Доктор Мотеки молчал.

– Вы не хотели ни с кем общаться, а мне отказать не смогли. Говорите, я плохой журналист? Я провела расследование. Я поговорила с вашими коллегами.

Она вытащила из сумочки старую фотографию.

– В архивах мы обнаружили фотографию, которую искал доктор Тори. Узнаете? Это клиника Уилларда, не ваша. Я съездила туда. Она заброшена уже лет десять как. Удобное место, чтобы скрыть преступление, да?

С проворством юноши Август Мотеки вскочил на ноги и задел столешницу. Одна из кружек опрокинулась на пол, а лампа покачнулась. Девушка успела схватить лампу, и отгородившись ей как щитом, сделала шаг назад.

Перелистывать страницы было неловко, но она справилась и зачитала:

“Я убедил доктора Тори пойти на чердак. «Видите, – сказал он, – никаких чемоданов здесь нет. Давайте вернемся в палату, Август». Он ничего не понимал, этот дурак Тори. Я нисколько не жалел его и не колебался. Я заставил его притронуться к рычагу, чтобы он рассек два полушария последнего механизма. Черная душа должна быть уничтожена.”

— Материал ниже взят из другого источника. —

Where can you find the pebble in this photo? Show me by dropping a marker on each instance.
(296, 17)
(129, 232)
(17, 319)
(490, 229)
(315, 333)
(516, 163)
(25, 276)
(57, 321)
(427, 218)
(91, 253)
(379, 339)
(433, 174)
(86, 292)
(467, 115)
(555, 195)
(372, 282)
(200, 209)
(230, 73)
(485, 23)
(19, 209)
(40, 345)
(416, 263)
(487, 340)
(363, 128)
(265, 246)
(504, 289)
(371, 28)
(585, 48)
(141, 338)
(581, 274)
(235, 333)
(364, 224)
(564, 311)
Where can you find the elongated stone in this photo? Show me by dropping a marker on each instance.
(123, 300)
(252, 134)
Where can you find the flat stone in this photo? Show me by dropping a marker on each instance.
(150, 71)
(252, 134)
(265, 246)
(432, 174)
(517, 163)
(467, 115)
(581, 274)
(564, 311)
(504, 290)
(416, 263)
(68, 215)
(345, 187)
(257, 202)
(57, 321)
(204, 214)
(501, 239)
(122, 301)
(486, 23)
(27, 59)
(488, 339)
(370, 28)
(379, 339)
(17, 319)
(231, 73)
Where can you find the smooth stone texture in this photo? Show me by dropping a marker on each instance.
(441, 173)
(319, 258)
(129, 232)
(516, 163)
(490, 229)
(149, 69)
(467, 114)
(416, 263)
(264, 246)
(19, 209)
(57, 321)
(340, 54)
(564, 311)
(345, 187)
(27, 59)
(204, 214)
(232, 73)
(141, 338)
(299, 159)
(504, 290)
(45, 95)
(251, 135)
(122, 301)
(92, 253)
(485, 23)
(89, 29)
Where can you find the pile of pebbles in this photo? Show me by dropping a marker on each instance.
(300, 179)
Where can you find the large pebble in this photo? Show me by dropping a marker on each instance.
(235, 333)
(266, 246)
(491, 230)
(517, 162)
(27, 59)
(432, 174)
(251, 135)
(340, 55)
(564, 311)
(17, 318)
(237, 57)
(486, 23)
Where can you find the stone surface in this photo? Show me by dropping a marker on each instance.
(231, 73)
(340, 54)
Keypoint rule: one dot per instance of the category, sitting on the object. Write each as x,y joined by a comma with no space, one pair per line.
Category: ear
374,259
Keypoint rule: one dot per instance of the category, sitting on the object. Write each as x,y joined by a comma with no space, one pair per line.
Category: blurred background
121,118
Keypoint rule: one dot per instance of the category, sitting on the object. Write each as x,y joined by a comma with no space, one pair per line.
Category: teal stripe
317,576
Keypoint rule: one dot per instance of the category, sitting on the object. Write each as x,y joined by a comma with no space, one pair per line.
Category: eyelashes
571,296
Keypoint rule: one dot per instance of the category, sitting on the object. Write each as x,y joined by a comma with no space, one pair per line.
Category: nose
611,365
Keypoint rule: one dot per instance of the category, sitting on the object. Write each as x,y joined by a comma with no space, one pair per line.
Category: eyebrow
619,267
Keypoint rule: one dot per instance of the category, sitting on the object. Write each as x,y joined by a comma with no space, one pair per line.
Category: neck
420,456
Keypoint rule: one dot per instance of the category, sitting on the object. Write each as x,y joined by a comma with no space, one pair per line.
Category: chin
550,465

– Принесли подделку и радуетесь? Типичный журналист. Это даже не мой почерк.

– Славная игра, доктор. Вы настолько в нее поверили, что и сами изменились под ее влиянием. Вам была нужна жертва, чтобы пройти последний этап. Бедный доктор Тори! Вы убили его, чтобы доказать себе реальность механизма.

– Если кто и убил доктора Тори, то это был Клаус.

– Клауса никогда не существовало, Август. Вы придумали его, чтобы защититься от правды.  Вы помешались на игре. Вы не можете остановиться и играете снова и снова.

– Как же вы заблуждаетесь.

– Да? А давайте проверим. “Вы стоите возле угрюмого здания. Когда-то здесь была психиатрическая клиника, а сейчас царит запустение. Перед вами дверь.”

Август Мотеки закрыл лицо дрожащими руками.

– Ваши действия, доктор?

– Я вхожу в дверь.

Девушка рассмеялась.

– Вы не можете не играть. Это ваш психоз. Но уже поздно, Август. Стемнело, а мне еще добираться домой и разоблачать вас. Вот, заберите. И прощайте.

Она поставила светильник на стол и стала спускаться по ступенькам.

– Нет, подождите! Я вхожу в дверь!

Доктор Мотеки схватил лампу и засеменил следом, но журналистка не остановилась. Он спешил за ней на своих старческих ногах, но девушка только ускорила шаг. Он отстал и уже кричал ей вслед: “Я вхожу в дверь! Что я вижу? Вернитесь!”. Девушка почти бежала. Он видел ее серое полупальто, серую заколку и серые, с отливом, волосы. Она скрылась за изгородью, и только тогда он остановился. Отдышавшись, он вдруг улыбнулся. “Глупая дурочка”, – сказал он. Крепко держа лампу в спокойных руках, он повернул назад.

А девушка в потемках дошла до автобусной остановки и только потом осознала, что в пасмурном небе висело серое солнце.